Hello people! Monitoring is one of the major phases in DevOps lifecycle, It makes sure that application running in your production environments runs continuously without any failure and if any failure comes into the picture then it can be tackled as soon as possible. A simple is to integrate a solution with environments that intelligently monitor, analyze and manage cloud, on-premise, and hybrid applications and IT infrastructure. In today’s blog, we will be discussing a monitoring tool called DataDog.
Datadog is one big dog: its customer list includes the likes of Spotify, PBS, Slashdot, Samsung, Imgur, Coursera, The New York Times, and Ziff Davis.
What is DataDog
DataDog is monitoring and analytics tool that can be used to monitor the events and performance of the application, infrastructure and cloud services. It also can monitor your real-time databases and applications.
Datadog monitoring software is available for deployment on-premise or as a software as a service (SaaS). It supports Windows, Linux, and Mac operating systems. Support for cloud service providers includes AWS, Microsoft Azure, Red Hat openShift and Google Cloud Platform.
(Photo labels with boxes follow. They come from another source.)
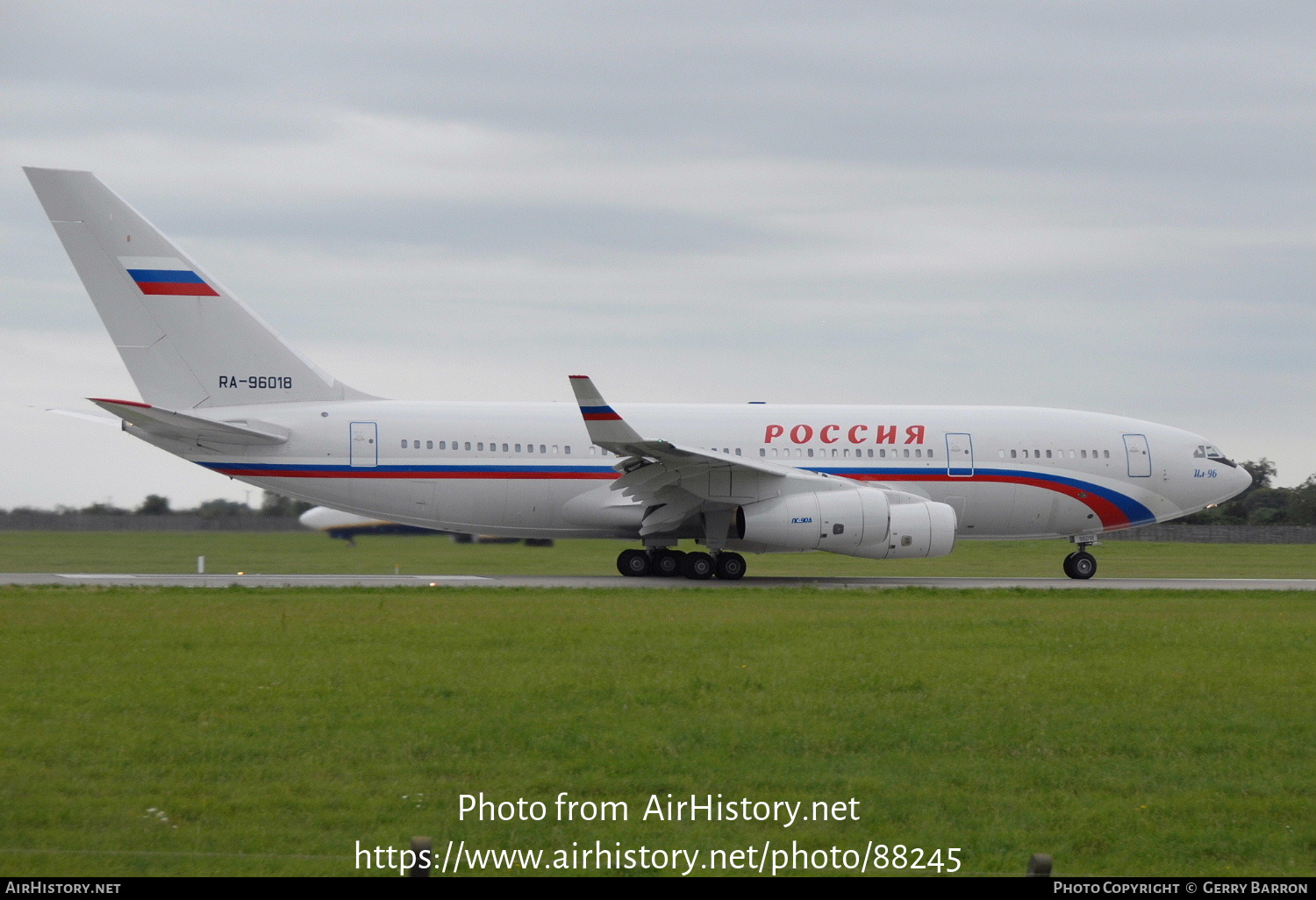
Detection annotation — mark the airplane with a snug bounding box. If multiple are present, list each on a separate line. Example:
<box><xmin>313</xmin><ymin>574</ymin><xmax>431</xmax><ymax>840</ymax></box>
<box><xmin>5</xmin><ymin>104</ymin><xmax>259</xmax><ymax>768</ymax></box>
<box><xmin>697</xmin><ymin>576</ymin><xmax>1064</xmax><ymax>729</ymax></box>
<box><xmin>297</xmin><ymin>507</ymin><xmax>553</xmax><ymax>547</ymax></box>
<box><xmin>25</xmin><ymin>168</ymin><xmax>1252</xmax><ymax>581</ymax></box>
It is written in GoLang with the backend support of Apache Cassandra, PostgreSQL, and Kafka. You can integrate it with lots of tools and programming languages. Although It is a paid tool but they do provide you 14 days trial to see how effectively and easily it works. You can see inside any stack with DataDog.
Lets discuss some features provide by Datadog:
- Provides an IT/DevOps team with a single view of their infrastructure (including servers, apps, metrics, and other services).
- Customizable dashboards.
- Alerts based on critical issues.
- Support for over 250 product integrations.
- Can automatically collect and analyze logs, latency and error rates.
- Allows for access to the API.
- Custom live log collections and analytics.
- Supports applications written in languages such as Java, Python, PHP, .NET, Go, Node and Ruby.
Key components of DataDog
- The collector (agent.py), responsible for gathering system and application metrics from the machine.
- The forwarder (ddagent.py), responsible for buffering and communicating with Datadog HQ over SSL.
- Dogstatsd (dogstatsd.py), responsible for aggregating local metrics sent from your code
- Supervisord, responsible for keeping all previous processes up and running.
To conclude this if you are working on a project which consists of lots of technologies and you want to integrate a monitoring tool to make sure it works everything in your system working fine then datadog is a tool which worths a try.